The first question you need to ask is how you want your hunting rifle to be sighted in. If you’re using the holdover method, one option is to sight the rifle in a couple inches high at 100 yards. Depending upon the ballistics for your particular load, a rifle that shoots one to two inches high at 100 yards should be dead-on at 200 yards. At 300 yards, the gun will shoot somewhere between 6 and 9 inches low. That gives you a good estimate of where the bullet will strike out to 300 paces. Get much beyond that and holdover shooting becomes a real challenge.

Like so many other hunters I prefer to dial for distance. I sight my rifles in dead-on at 100 yards and, once that is accomplished, I reset the zero on my scope’s turret. I know that the rifle will strike dead-center at 100 yards and a couple inches low at 200 yards. Beyond that I can dial the range using data I’ve obtained from a ballistic app or from the manufacturer’s website. I prefer scopes with MOA adjustments simply because I am most familiar with MOA, but you may prefer a scope with MIL adjustments instead. With my scope zeroed at 100 yards, I can then range the animal, plug the distance into my ballistic app and get an accurate holdover. If, for instance, I see an animal at 375 yards and my app tells me that I need 4.25 MOA of elevation I simply dial my elevation turret to 4.25 MOA, center the crosshairs, and fire.

Field Position Practice


Unless you plan on lugging a shooting bench along in the field you’re going to have to learn to shoot from field positions. Gilt-edge accuracy is all for naught if you can’t develop a steady rest in the field so take the time to practice from field positions. I carry a backpack and a pair of Primos Trigger Sticks with me to the range and, once advanced sighting in is complete, I begin practicing from field positions at known ranges. Lying prone and resting the rifle on a pack is the most stable field position, and that’s where I begin. From there, I’ll begin switching positions, first to a sitting and then kneeling position using the shooting sticks to stabilize the rifle. If possible, rest the elbow of your strong side arm on a rock or some other solid object. With some rifles, specifically big-bore guns for dangerous game, I’ll also practice shooting from a standing position since it’s likely I’ll be standing when I deliver the first shot.

Final Check


Once the gun is sighted in and I am familiar with the rifle, I’ll do my final check. I begin by cleaning and lightly lubricating the rifle. Double-check the scope screws and be certain that they are properly tightened. Also, be certain that the sling studs are secure before heading in the field. On an elk hunt in New Mexico I had the front sling stud of my rifle come loose from the stock, and as a result my gun fell off my shoulder and tumbled end over end down a rock slide while I stood helplessly watching it descend, cringing every time my gun slammed off a boulder. Needless to say, we headed back to camp, wiped down the various scars on the gun and scope, and re-zeroed the rifle. That poorly installed sling stud cost me a half-day of hunting. To prevent these types of accidents I suggest that you perform a final butt-to-muzzle inspection of your rifle before heading out this fall.

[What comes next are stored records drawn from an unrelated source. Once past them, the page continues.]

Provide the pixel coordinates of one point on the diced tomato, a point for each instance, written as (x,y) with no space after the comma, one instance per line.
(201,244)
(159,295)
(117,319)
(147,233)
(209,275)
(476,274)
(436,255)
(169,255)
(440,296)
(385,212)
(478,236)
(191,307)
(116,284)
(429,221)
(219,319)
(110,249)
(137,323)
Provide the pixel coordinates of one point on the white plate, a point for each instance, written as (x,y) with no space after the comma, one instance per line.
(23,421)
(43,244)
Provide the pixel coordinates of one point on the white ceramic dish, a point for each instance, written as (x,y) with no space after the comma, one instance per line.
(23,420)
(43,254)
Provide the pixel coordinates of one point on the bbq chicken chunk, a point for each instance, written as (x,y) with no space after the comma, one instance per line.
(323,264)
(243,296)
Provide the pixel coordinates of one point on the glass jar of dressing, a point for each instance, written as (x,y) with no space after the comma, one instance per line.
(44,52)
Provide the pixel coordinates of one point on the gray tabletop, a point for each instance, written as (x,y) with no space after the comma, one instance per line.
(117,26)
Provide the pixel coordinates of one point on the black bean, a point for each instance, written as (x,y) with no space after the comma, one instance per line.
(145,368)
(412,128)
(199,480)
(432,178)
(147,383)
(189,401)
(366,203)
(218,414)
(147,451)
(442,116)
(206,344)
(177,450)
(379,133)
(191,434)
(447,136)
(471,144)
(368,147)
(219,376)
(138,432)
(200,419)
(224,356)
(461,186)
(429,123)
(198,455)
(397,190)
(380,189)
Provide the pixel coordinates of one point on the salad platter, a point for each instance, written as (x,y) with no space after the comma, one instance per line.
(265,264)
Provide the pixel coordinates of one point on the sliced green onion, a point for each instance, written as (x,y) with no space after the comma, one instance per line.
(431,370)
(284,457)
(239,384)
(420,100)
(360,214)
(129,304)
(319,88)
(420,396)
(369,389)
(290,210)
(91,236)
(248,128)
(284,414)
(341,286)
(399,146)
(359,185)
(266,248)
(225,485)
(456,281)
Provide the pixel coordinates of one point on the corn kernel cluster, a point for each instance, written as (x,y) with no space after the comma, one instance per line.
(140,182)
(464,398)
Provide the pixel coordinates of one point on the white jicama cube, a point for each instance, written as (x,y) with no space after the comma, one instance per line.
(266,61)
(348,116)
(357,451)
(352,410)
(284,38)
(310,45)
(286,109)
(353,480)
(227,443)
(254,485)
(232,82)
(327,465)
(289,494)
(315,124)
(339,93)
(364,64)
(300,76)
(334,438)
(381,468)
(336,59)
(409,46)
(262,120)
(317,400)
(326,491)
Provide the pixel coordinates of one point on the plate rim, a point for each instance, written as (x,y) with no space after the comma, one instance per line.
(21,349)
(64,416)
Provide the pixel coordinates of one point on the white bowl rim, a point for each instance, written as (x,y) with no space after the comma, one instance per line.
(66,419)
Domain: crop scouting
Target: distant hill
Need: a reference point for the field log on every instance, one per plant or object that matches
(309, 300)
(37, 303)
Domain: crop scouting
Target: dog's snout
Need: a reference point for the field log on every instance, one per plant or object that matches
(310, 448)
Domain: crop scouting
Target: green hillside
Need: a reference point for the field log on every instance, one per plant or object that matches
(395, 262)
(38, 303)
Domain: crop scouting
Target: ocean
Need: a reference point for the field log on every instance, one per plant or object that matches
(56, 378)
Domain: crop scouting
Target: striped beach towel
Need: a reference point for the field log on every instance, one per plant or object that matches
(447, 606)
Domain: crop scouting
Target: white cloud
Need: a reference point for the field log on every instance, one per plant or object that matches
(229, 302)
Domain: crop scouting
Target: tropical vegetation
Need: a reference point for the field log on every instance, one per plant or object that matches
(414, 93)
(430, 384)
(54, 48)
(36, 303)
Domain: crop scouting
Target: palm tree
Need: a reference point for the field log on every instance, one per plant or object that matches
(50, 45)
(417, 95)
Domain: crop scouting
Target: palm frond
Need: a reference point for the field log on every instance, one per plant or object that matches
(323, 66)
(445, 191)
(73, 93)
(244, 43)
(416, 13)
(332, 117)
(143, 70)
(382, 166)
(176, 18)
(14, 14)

There’s a certain peace of mind that comes with knowing that your gun is ready to make the shot when that big game animal finally appears. You’ve prepped for this hunt for a long time and beaten the odds of bad weather and unpredictable animal behavior. Don’t let the last chapter of your hunt be a missed shot or a wounded animal that was the direct result of your failure to prepare properly. Now’s the time to get your gun ready for hunting season.